Summarization (Short Doc) Summarize medium-length text (articles, emails) 4096 → 512 Interactive / Deferred ≤600 ms ≤30 ms/token ≤15–20 s Prefill-heavy; user can wait briefly for summary.
Document Analysis / RAG Q&A Context retrieval, long-document reasoning 4096 → 512 Interactive ≤600 ms ≤30 ms/token ≤18 s Prefill cost dominates; responsiveness helps iterative Q&A.
Long Document Summarization Summarize multi-page reports or papers 10240 → 1536 Deferred ≤1 s ≤40 ms/token ≤60 s User expects processing delay; prioritize throughput.
Research / Legal / Multi-Document Q&A Analytical reasoning across large corpora 10240 → 1536 Batch / Offline ≤2 s ≤45 ms/token ≤75–90 s Asynchronous processing; cost and throughput optimized.

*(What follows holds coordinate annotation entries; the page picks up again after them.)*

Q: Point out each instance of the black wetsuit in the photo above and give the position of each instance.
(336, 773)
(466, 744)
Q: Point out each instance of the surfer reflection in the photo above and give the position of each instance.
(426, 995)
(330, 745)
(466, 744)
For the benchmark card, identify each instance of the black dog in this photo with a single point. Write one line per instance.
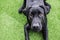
(35, 11)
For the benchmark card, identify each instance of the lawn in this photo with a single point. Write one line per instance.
(12, 23)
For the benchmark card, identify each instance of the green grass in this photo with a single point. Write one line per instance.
(12, 23)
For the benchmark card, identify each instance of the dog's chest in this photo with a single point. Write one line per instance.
(34, 3)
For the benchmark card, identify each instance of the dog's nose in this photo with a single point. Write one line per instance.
(35, 26)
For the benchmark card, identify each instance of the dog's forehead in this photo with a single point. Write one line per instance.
(36, 10)
(30, 3)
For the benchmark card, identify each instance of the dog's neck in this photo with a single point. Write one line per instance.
(34, 3)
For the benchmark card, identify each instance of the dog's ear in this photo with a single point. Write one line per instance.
(22, 7)
(47, 8)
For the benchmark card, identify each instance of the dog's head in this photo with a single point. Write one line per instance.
(36, 18)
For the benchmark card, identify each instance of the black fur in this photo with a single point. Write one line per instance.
(35, 11)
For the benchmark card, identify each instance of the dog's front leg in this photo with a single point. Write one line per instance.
(45, 33)
(26, 30)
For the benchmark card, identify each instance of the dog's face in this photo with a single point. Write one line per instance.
(36, 18)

3. Experience Classes and User Expectations

The experience class determines how fast the interaction must feel to meet user expectations, independent of hardware capabilities.
This makes SLOs experience-driven, not merely performance-driven.

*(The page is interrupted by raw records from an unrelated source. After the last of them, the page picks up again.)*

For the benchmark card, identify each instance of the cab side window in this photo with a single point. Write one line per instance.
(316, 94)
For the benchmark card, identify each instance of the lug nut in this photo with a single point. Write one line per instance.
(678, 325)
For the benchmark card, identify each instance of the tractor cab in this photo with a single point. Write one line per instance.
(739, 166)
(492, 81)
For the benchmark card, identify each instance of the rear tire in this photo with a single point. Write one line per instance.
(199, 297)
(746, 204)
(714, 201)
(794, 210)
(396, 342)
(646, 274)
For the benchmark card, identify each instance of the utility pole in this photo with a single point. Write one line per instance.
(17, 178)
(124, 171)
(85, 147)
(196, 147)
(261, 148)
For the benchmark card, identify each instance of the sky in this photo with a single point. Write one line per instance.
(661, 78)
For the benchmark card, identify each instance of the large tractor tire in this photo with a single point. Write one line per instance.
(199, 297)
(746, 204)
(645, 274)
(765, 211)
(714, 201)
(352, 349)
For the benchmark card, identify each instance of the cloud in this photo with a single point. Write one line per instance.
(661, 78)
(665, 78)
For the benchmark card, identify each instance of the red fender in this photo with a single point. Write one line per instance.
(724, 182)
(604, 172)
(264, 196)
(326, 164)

Experience Class User Expectation Example Applications Latency Tolerance
Instant (UX-Critical) Feels real-time; user notices any delay Code completion, inline assistants TTFT ≤150 ms; ITL ≤25 ms
Conversational Feels natural; output streams smoothly Chatbots, Q&A, support bots TTFT ≤300 ms; ITL ≤30 ms
Interactive Some waiting acceptable RAG workflows, analysis bots TTFT ≤500 ms; ITL ≤35 ms
Deferred User expects delay (spinner acceptable) Translation, summarization TTFT ≤1 s; ITL ≤40 ms
Batch / Offline Fully asynchronous; throughput prioritized Research, document processing TTFT ≤2 s; ITL ≤45 ms

4. Practical Implications

Hardware and Cost Optimization

Two workloads can have the same traffic profile but different latency requirements:

  • Latency-sensitive use cases (chat, code completion) justify higher-end GPUs (A100, H100) with lower batching and tighter scheduling.
  • Throughput-oriented use cases (summarization, translation) can use mid-range GPUs (L40S, A10) with larger batches and lower cost.

Deployment Strategy

Experience Class Hardware Tier Batching Strategy Priority Goal
Instant / Conversational Premium GPU (A100/H100) Small batches (≤4) Low TTFT & ITL
Interactive Balanced GPU (L40S, A10G) Medium batches (8–16) Balance latency & throughput
Deferred / Batch Cost GPU (A10, T4) Large batches (≥16) Maximize throughput / cost

Throughput Handling

If the required throughput exceeds the capacity of a single GPU:

  • Replicate instances of the same type.
  • Scale horizontally to achieve desired QPS (queries per second).
  • Maintain per-instance SLO compliance before aggregation.

5. Summary

  • Traffic profiles define computational load shape (prefill vs. generation ratio).
  • SLOs define experience expectations — what latency is necessary for users to feel the system is performing well.
  • Identical traffic patterns may have different SLOs due to distinct UX requirements.
  • Separating “traffic profile” (what the workload is) from “experience class” (what the workload needs) enables precise capacity planning.
  • Hardware, batching, and scheduling strategies should be tuned to meet the target SLOs at the lowest feasible cost.